Fig 1. Illustrates the level at which aortic and other vessel diameter and morphology was measured.

This figure was created using adapted material from Smart Servier Medical Art, smart.servier.com.

https://doi.org/10.1371/journal.pone.0270585.g001

Calculated data.

Body surface area (BSA) was calculated using Mosteller’s and Duboi’s formulae. Tortuosity was defined as the ratio between aortic length and width. We calculated the ratio of the anterior-posterior infrarenal abdominal aortic diameter relative to the diameter of the third lumbar vertebral corpus multiplied by 10 to make the results interpretable. Finally a calculated estimate of ascending aortic diameter derived from a study by Obel et al. [15], was calculated. This estimate relies on age, BSA and sex.

Statistical analysis

We used STATA 16.1® (STATA Corp, College Station, TX 77845, USA) to analyze all data. Missing data was ignored. Through univariate logistic regression analysis, we identified potential risk factors associated to the dependent variable using p < 0.10. The identified risk factors were then included in multivariate logistic regression analysis.

To reduce collinearity in multivariate analysis, we included the risk factor with the highest odds ratio (OR) in univariate analysis from factors that described the same aspect, e.g., BMI, height and BSA. If in doubt we ran the model with the competing variables and chose that which yielded the highest performing multivariate model. Thus, the following variables were excluded from multivariable analysis: age, sex, height, weight, BMI, BSA, creatinine levels, aortic length, aortic height, aortic tortuosity, distal abdominal aortic diameter, left subclavian artery diameter, anterior-posterior infrarenal abdominal aortic diameter and its derived calculated variables.

ACAS-AA can influence blood pressure, hemoglobin—and thrombocyte levels. Bleeding or dissection extending to the aortic valve can lower blood pressure. Bleeding can also influence hemoglobin and thrombocyte levels. These variables were therefore excluded from multivariate analysis. Considering the expected high abundance of smokers in the control group, history of smoking was also excluded.

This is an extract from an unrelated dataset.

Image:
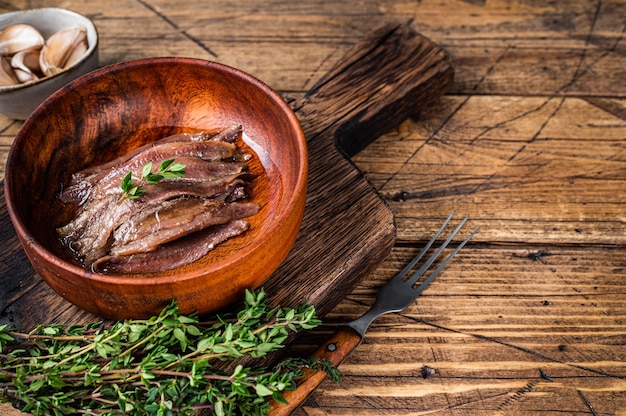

In already published results from a parallel study on this population, our results have shown that diameters increase significantly from the sinotubular junction to the proximal abdominal aorta, as well as in the brachiocephalic trunk, after acute dissection [6]. Therefore, we excluded the following CT-derived variables from multivariate regression analysis: sinutubular junction aortic diameter, tubular ascending aortic diameter and its derived calculated variables, distal ascending aortic diameter, aortic arch diameter, proximal descending aortic diameter, descending aorta diameter, and proximal abdominal aortic diameter. However, to test the influence of including tubular ascending aortic diameter to the multivariate model, we made an additional model where it was included.

Independent risk factors in multivariate analysis were defined by p < 0.05. The diagnostic accuracy of the models were evaluated using receiver operating characteristic (ROC) curve analysis including area under the curve (AUC). Using STATA generated individual sensitivity and specificity, we calculated Youden index. The highest calculated Youden index was then used to determine the optimal sensitivity and specificity for the models.

Ethical permission

The project received approval from the Department of Patient Safety at the National Board of Health (3-3013-2124/1), and the data protection agency. It was reported to our department’s internal database, in compliance with The Danish Code of Conduct. Data was stored in a RedCap database. Scientific ethical approval and informed consent were not required by the ethics committee as no new patient contact or intervention took place.

Results

We included 188 cases, and excluded 69 out of a total of 257 reported ACAS-AA cases. Of the excluded ACAS-AA patients, 47 did not undergo CT-scanning prior to operation or death, 8 did not have available CT data, 2 suffered from traumatic ACAS-AA, 5 suffered from iatrogenic ACAS-AA, and 7 had no available medical records. Consequently, 376 controls were included. The control group included 336 patients diagnosed with pulmonary cancer, 6 with ascending aortic aneurysms, and 34 with benign pulmonary tumors or recurrent spontaneous pneumothorax, as detailed in Fig 2. Tables 1 and 2 summarize all variables, descriptive statistics, and results of univariate regression analysis.

Download:

Fig 2. Inclusion and exclusion of cases and controls.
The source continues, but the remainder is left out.